Page 28 of Marlin's Faith

“I need a cigarette,” I mumbled and got up heading for the back door. Cutter let out a sharp whistle and I turned.

“Nice try, Man. Why don’t you blow smoke out front? Where you can’t go lookin’ up at windows.” He raised his eyebrows at me and I felt mine crush down in return, that hadn’t been my fuckin’ intention… I strode to the front door and went out. Who the fuck was I kidding? It had too.

I pulled a cigarette out of the pack with my lips and my lighter out of the little pocket in my jacket under my cut. I wanted to go for a ride somethin’ fuckin’ fierce but Faith was up there feelin’ like shit on a kind of me and I didn’t want to leave until I knew she was doin’ better. Fuck, I’d hated shutting her down like that.

The door opened and shut as I sucked in that first drag and felt my nerves settle marginally.

“Hope you’re done bustin’ my chops, Cap. I’m not sure I can handle much more without putting my fist somewhere it don’t belong.”
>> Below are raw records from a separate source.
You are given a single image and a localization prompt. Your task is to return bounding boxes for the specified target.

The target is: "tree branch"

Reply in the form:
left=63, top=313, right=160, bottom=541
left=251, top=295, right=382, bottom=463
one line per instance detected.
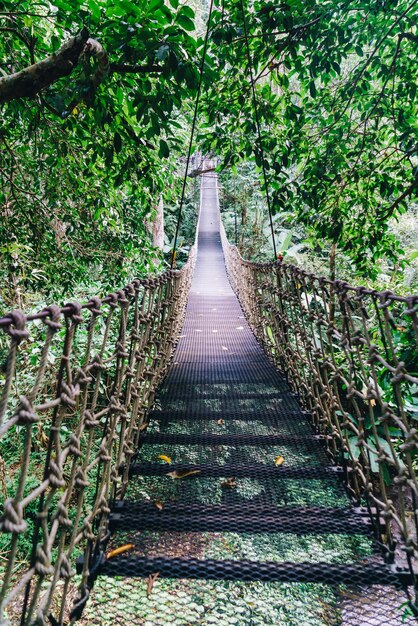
left=0, top=28, right=89, bottom=104
left=110, top=63, right=163, bottom=74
“Oooh, baby! Sounds fun, but I’ll pass.” I turned sharply and squinted into the dim light of the porches overhang at Hope.

“Sorry,” I grunted.

“Don’t be,” she sighed and leaned back against the door.

“How she doin’?”

“Physically, fine. Mentally and emotionally, a fucking train wreck.”

“Look, Hope, you gotta believe me when I say, I didn’t expect her to –“

“What? Like you?”

“Kiss me.”

“Same thing at this point,” she said, waving her hands ineffectually in the air between us. Her casted arm bulky, making what would have been a graceful movement on her part quite a bit more awkward, but Hope didn’t seem to notice or care.
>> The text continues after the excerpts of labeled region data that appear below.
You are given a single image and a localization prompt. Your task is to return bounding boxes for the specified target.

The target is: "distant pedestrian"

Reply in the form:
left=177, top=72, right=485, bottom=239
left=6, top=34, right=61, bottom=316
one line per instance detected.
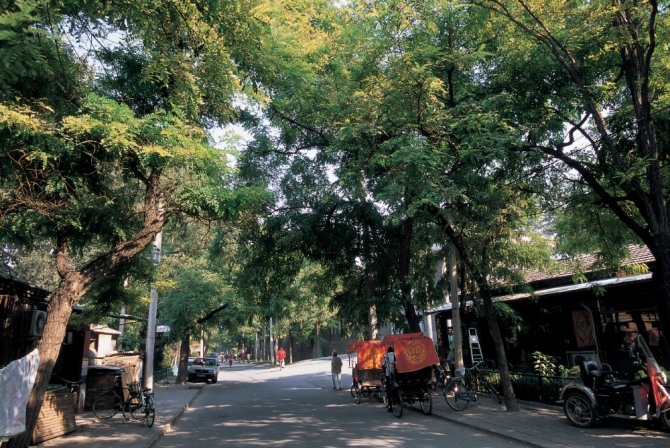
left=330, top=350, right=342, bottom=390
left=277, top=347, right=286, bottom=370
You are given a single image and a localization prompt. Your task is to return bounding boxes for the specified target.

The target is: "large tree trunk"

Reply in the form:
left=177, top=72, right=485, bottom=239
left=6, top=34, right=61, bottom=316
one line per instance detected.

“When’s that thing come off?” I tried to divert the conversation onto something else that didn’t make me feel like a total tool bag.

“It’s only been around a month, six to eight weeks they said. Don’t change the subject.”

I exhaled a plume of smoke and said, “No ma’am, wouldn’t dream of it.”

We were silent for some time and finally I asked, “She hate me?”

“No, but I wouldn’t call you her favorite person right now.”

“Ain’t giving up on her, you know that right?”

“Ha! If you did, I’d have to whoop your ass again.”

“Again? Oh, you think you can take me, huh?” I looped an arm around her neck and hugged her sideway, rubbing my knuckles against her hair; not near as hard as I would if she were one of the boys, but yeah. Hope had proven herself. She was, in all reality, one of the guys; which was only slightly weird as fuck. She fit with us, and it was like she was made for the Captain. She’d probably keep him busy for the rest of time with how much of a challenge she put up for him.

“I don’t know what to do, Marlin.” Hope was staring out at nothing, her dark eyes distant.

“She looks fine, like she’s filling out and gettin’ back to healthy, but her brain chemistry is still a mess from that shit. Not just what happened to her, but the drugs are still fucking with her. She’s still in withdrawal. You gotta remember that. This is the hardest part, right here; ain’t no cure for it but time. Time and no access to what made her sick in the first place.”

Hope huffed a bitter chuckle and looked up at me, “At least there’s that. She wouldn’t know how to get her hands on it if she tried.”

“Makes our job easier, but it doesn’t do much for hers. She’s still gotta live with the cravings and shit.”

“Yeah. Yeah, she does.”

We lapsed back into silence until finally, Hope sighed.

“Where do we go from here, Marlin? How do I save my sister?”

I took a thoughtful final drag off my cig, a long, pensive, deep one, and told Hope the truth; “I don’t know, this is about as far as I got with Danny, but I do know one thing, ain’t you or me that’s gotta do the saving, Hope; it’s Faith. At some point she’s gotta stumble out there on her own. All we can do is be around to catch her, when and if she falls.”